Franco já vê estudiosos de orientação marxista falando de um “tecno-feudalismo”, em que grandes companhias captam dados como antigamente, como senhores feudais que exploravam uma mão-de-obra cativa.
“Em algum momento vem uma revolução que acaba com o feudalismo e cuja base foi o estabelecimento de direitos de propriedade sobre o direito da terra comum. A partir daí começa o capitalismo, tal qual como o conhecemos. É como se isso fosse acontecer novamente nos próximos anos em torno dessa economia de dados”, disse Franco em uma análise à luz da história.
Para ele, a discussão chave envolve a distribuição de valores para quem forneceu seus dados e para quem empreendeu a tecnologia.
“Isso é uma discussão de valor do trabalho parecida com a do começo do século XIX. Ninguém duvida que uma amostra do seu sangue é dado pessoal seu, um pedaço do seu corpo. Agora os seus dados com seu banco, sua saúde, eles não são parte do seu corpo. É dado transacional, e sua transação bancária é tanto sua quanto do banco”, disse Franco.
“Ninguém discute que o banco possa utilizar suas informações para fazer a análise de crédito, inclusive anonimizando seu dado em conjunto com vários outros para fazer score de crédito e prêmios de risco. Isso é feito todo dia e ninguém quer que deixe de ser feito. É um dado co-criado entre o banco e o usuário. O que tem que ser estabelecido é a linha do que é dado pessoal e o que é co-criado”.
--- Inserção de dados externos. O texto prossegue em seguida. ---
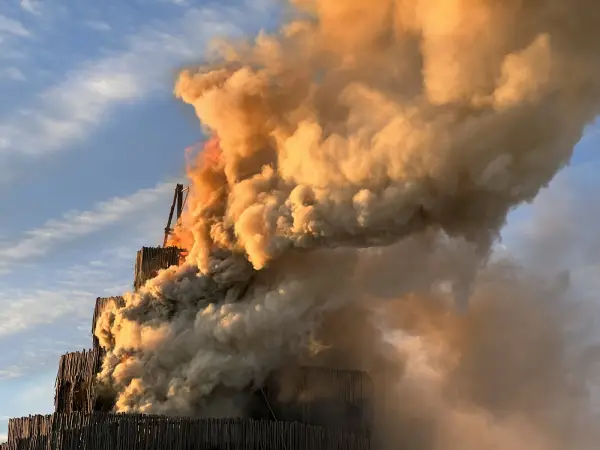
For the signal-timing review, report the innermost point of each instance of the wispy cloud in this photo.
(13, 73)
(24, 309)
(70, 110)
(97, 25)
(31, 6)
(12, 27)
(74, 225)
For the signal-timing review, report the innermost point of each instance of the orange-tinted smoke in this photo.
(204, 175)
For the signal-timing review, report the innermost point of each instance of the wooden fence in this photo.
(74, 387)
(102, 431)
(319, 396)
(150, 260)
(102, 304)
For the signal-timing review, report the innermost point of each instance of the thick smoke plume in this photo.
(409, 126)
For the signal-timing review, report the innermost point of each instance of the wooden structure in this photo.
(301, 408)
(74, 387)
(150, 260)
(340, 399)
(102, 304)
(179, 203)
(106, 431)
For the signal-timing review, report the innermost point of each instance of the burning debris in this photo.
(358, 157)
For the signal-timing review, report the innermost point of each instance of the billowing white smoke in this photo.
(364, 124)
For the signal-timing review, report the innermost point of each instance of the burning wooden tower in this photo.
(303, 408)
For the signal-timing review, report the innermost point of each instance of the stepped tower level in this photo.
(296, 408)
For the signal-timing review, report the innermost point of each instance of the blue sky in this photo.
(91, 142)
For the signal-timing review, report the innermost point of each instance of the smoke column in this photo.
(359, 156)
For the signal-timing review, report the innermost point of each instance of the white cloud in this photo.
(24, 309)
(14, 73)
(9, 373)
(31, 6)
(74, 225)
(71, 110)
(97, 25)
(12, 27)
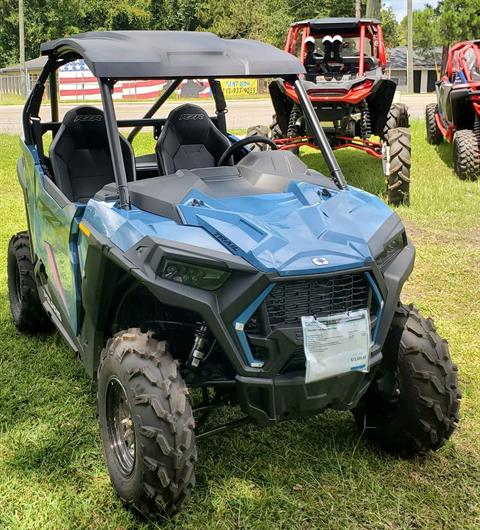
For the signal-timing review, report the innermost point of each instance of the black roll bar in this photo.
(151, 111)
(53, 95)
(114, 142)
(320, 136)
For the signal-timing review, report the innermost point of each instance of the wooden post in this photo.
(409, 47)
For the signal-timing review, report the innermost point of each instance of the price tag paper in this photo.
(336, 344)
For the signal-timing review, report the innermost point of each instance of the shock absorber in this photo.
(200, 343)
(476, 128)
(365, 123)
(295, 115)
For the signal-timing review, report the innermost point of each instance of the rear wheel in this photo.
(146, 424)
(397, 162)
(466, 155)
(434, 135)
(397, 117)
(27, 311)
(413, 405)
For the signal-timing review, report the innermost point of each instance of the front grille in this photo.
(290, 300)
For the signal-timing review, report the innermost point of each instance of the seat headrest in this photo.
(87, 125)
(190, 121)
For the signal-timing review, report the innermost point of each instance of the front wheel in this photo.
(398, 116)
(397, 161)
(146, 424)
(413, 404)
(466, 155)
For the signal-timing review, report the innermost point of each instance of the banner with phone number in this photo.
(239, 87)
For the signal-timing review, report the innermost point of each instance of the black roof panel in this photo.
(335, 23)
(172, 54)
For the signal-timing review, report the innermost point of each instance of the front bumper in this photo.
(266, 391)
(283, 397)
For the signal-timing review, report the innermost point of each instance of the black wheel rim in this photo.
(121, 429)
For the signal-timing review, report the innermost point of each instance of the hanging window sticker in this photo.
(336, 344)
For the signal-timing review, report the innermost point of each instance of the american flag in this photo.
(76, 82)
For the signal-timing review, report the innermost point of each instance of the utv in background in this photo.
(456, 115)
(345, 60)
(185, 279)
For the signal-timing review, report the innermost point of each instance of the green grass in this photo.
(310, 474)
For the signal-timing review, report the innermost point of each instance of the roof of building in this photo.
(173, 54)
(337, 23)
(422, 59)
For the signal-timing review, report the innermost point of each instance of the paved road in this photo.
(242, 113)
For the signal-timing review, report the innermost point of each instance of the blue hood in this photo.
(284, 232)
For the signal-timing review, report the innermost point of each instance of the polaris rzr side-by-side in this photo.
(345, 60)
(206, 274)
(456, 115)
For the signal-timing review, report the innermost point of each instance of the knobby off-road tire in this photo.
(397, 117)
(27, 311)
(157, 417)
(434, 135)
(425, 411)
(466, 155)
(398, 179)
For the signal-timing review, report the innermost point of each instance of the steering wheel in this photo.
(256, 139)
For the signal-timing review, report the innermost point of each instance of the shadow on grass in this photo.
(445, 152)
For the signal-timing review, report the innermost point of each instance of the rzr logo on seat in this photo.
(88, 117)
(191, 117)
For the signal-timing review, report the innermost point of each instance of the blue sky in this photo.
(400, 6)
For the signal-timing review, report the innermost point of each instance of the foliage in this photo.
(390, 27)
(426, 28)
(459, 20)
(266, 20)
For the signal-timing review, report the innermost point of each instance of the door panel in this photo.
(54, 231)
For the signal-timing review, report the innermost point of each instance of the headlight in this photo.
(208, 278)
(391, 250)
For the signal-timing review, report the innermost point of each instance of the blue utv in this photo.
(209, 273)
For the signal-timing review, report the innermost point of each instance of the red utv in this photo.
(456, 115)
(345, 60)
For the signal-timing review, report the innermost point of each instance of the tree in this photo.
(459, 20)
(390, 27)
(426, 29)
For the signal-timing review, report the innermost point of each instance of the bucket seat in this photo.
(188, 140)
(80, 154)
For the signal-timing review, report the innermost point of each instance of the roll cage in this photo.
(232, 64)
(456, 61)
(369, 29)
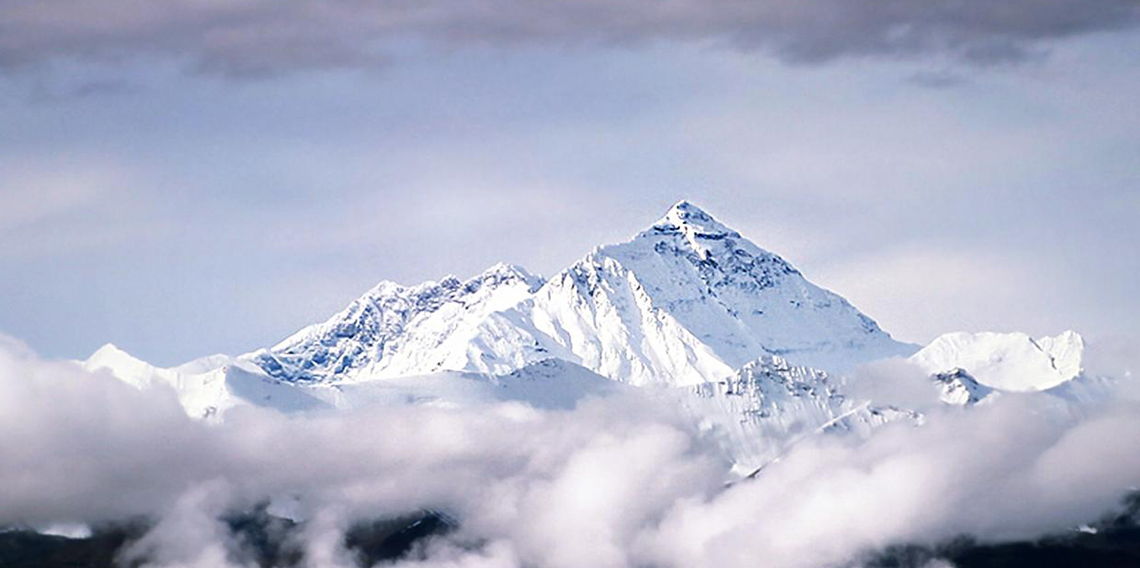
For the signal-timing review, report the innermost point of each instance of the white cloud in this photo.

O valor do Pix e sua privatização
Franco também ressaltou novas fronteiras tecnológicas e financeiras, como a moeda digital do Banco Central (CBDC) e sistemas de pagamento instantâneo como o Pix, que colocam o Brasil na vanguarda da inovação financeira. Para ele, o Banco Central brasileiro teve um papel de um “empresário” ao lançar o Pix, evitando um duopólio privado nos sistemas de pagamento, como ocorreu na China.
“Coincidiu que estamos em um momento de relações muito boas entre o Banco Central e o Cade (autoridade de defesa da concorrência) e essa preocupação de concorrência junto com concentração bancária contribuiu para o Banco Central ser particularmente agressivo e aberto em fazer acontecer o Pix”, disse.
“Nós avançamos muito em algumas áreas, sobretudo em pagamentos, por uma razão exótica, por causa da inflação. A inflação e os juros altos fizeram do Brasil um país em que o float do sistema financeiro fosse muito importante. Quem é mais ágil tira mais vantagem do float. Por essa razão, os incentivos para a agilidade dos sistemas pagamentos brasileiros são gigantescos.”
Franco disse acredita que em breve o Brasil discutirá a privatização do Pix. “A gratuidade ajudou muito a disseminação do método. Mas alguém em algum momento vai fazer a conta de quanto vale o Pix e que não pode ser grátis por toda a vida. Vai perceber que é uma empresa que vale um ‘dinheirão’.”